From: Baolin Wang <baolin.wang@linux.alibaba.com>
To: Hugh Dickins <hughd@google.com>
Cc: Andrew Morton <akpm@linux-foundation.org>,
Baoquan He <bhe@redhat.com>, Barry Song <21cnbao@gmail.com>,
Chris Li <chrisl@kernel.org>,
David Rientjes <rientjes@google.com>,
Kairui Song <ryncsn@gmail.com>,
Kemeng Shi <shikemeng@huaweicloud.com>,
Shakeel Butt <shakeel.butt@linux.dev>,
linux-kernel@vger.kernel.org, linux-mm@kvack.org
Subject: Re: [PATCH mm-new 2/2] mm/shmem: writeout free swap if swap_writeout() reactivates
Date: Sat, 19 Jul 2025 12:32:41 +0800 [thread overview]
Message-ID: <f8bb53a3-c328-4dde-a19b-520d3fbd0fd0@linux.alibaba.com> (raw)
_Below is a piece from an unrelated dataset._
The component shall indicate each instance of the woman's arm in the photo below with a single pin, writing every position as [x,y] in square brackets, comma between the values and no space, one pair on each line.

In-Reply-To: <a6f83e63-c5af-cd27-5379-0e8fcb347e18@google.com>
On 2025/7/19 08:51, Hugh Dickins wrote:
> On Thu, 17 Jul 2025, Baolin Wang wrote:
>
>> Hi Hugh,
>>
>> On 2025/7/16 16:08, Hugh Dickins wrote:
>>> If swap_writeout() returns AOP_WRITEPAGE_ACTIVATE (for example, because
>>> zswap cannot compress and memcg disables writeback), there is no virtue
>>> in keeping that folio in swap cache and holding the swap allocation:
>>> shmem_writeout() switch it back to shmem page cache before returning.
>>>
>>> Folio lock is held, and folio->memcg_data remains set throughout, so
>>> there is no need to get into any memcg or memsw charge complications:
>>> swap_free_nr() and delete_from_swap_cache() do as much as is needed (but
>>> beware the race with shmem_free_swap() when inode truncated or evicted).
>>>
>>> Doing the same for an anonymous folio is harder, since it will usually
>>> have been unmapped, with references to the swap left in the page tables.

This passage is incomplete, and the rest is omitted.